Но теперь, когда расстояние между тенью от передних стоек вертолёта с колесами малого диаметра и землёй оставалось несколько сантиметров, вертолёт внезапно кинуло вверх левым бортом, у которого сидел Юрченко. В иллюминаторах мелькнуло белесое от зноя небо, раздался немыслимо сильный сухой треск ударов о землю и ломающихся частей машины, и все стихло. Исчез даже привычный рокот мотора, оживлявший безмолвный ландшафт пустыни.
Все, кто находился в грузовой кабине, в панике кинулись к боковой двери, через которую они обычно загружались в вертолёт. Но её заклинило, и она никак не хотела открываться.
– Сейчас взорвётся! – крикнул кто-то, и все, обезумев, в отчаянии стали кричать нечто несвязное, от матерщины до мольбы.
Потом в этой какофонии звуков возник, будто ниоткуда, чей-то голос, наполненный хоть каким-то смыслом, всё более слышимый ими по мере того, как они успокаивались. Этот голос принадлежал лётчику. Он доносился откуда-то сзади. Они, оглянувшись, увидели, что задняя стенка кабины выломана вместе со створками грузовых дверей, и на её месте зияет дыра в размер диаметра фюзеляжа.

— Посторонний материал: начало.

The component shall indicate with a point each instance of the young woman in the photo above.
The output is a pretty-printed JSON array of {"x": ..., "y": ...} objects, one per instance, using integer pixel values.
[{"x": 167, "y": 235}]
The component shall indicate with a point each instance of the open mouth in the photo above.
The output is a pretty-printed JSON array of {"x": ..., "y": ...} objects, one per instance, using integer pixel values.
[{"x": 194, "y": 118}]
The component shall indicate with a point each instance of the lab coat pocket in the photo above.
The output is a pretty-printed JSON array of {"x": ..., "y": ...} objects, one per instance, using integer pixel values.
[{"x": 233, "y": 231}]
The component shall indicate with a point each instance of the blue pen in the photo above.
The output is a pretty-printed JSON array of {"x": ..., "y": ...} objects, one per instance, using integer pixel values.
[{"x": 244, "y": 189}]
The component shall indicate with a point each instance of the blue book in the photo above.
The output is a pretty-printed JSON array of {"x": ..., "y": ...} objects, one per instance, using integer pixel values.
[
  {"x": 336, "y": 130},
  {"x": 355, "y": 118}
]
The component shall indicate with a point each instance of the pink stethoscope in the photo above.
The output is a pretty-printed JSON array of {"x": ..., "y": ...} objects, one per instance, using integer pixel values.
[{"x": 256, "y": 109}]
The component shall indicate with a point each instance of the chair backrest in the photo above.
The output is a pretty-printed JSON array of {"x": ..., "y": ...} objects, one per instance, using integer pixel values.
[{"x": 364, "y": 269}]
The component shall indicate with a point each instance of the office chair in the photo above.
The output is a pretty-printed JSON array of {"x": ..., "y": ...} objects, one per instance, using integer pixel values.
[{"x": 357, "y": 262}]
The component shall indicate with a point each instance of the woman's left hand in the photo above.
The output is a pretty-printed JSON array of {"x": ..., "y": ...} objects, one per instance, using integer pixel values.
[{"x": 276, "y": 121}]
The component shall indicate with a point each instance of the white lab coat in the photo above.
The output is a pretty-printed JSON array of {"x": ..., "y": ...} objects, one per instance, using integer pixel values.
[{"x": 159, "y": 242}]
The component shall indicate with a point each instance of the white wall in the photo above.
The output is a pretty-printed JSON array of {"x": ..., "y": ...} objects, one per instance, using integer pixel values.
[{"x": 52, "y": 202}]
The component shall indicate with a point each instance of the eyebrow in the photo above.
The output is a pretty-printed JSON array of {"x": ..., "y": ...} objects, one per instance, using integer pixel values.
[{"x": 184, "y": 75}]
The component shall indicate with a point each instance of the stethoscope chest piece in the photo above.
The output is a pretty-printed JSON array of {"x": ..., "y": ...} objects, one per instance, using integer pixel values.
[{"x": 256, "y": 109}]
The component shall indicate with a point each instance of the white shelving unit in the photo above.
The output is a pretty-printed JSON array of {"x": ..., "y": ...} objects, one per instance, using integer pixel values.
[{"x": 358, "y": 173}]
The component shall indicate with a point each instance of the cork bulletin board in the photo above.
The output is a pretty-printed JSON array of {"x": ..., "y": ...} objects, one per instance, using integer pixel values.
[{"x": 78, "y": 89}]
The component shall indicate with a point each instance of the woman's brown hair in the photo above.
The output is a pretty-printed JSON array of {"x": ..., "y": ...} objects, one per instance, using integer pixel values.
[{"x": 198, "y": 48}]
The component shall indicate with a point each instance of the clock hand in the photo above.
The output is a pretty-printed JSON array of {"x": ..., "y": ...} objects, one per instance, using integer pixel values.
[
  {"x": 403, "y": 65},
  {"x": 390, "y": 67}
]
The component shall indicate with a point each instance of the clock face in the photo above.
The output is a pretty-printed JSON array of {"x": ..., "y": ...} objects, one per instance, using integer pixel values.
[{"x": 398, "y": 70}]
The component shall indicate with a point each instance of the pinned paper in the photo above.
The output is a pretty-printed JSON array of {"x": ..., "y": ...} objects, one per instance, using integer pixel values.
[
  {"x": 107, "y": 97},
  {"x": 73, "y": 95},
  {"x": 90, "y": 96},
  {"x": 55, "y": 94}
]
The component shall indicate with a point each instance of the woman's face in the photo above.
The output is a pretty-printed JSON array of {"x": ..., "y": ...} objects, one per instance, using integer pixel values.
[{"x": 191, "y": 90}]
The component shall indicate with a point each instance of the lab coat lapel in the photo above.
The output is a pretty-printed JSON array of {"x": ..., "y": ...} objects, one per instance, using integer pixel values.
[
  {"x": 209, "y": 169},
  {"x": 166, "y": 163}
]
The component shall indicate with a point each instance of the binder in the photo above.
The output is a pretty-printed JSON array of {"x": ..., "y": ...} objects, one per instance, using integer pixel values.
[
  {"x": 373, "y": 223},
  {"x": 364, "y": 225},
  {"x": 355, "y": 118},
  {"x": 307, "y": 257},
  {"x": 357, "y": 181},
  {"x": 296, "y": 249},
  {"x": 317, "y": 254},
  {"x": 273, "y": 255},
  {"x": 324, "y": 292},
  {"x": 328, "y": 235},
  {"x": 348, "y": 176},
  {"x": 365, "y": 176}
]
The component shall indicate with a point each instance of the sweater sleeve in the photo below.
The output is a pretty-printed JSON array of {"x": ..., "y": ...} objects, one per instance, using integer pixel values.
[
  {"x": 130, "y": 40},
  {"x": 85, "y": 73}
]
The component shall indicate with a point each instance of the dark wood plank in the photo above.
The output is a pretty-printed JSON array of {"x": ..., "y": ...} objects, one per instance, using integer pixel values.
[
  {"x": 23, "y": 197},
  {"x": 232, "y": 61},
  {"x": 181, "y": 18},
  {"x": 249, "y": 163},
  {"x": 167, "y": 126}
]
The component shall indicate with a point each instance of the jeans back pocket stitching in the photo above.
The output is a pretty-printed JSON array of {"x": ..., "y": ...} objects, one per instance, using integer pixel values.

Они сидели в узкой полуденной полоске тени от разбитого корпуса машины. Песок вокруг был изрыт разрушавшимися лопастями винта, хвостовой балкой и фюзеляжем, крутившимся в реактивном моменте. Песок, извлечённый из глубины, был несколько другого цвета, чем на поверхности, и поэтому казалось, будто он влажный и долго не может высохнуть.
Было разбито всё, в том числе, радиостанция. На радость лётчикам уцелел «бычий глаз» – компас с картушкой, плавающей в специальной жидкости, по которому можно было хотя бы приблизительно определить направление на метеостанцию, карта и ракетница. Испытателям же на радость или на горе осталась слегка помятая канистра со спиртом, по установившейся традиции непременный атрибут оснащения поисковой группы.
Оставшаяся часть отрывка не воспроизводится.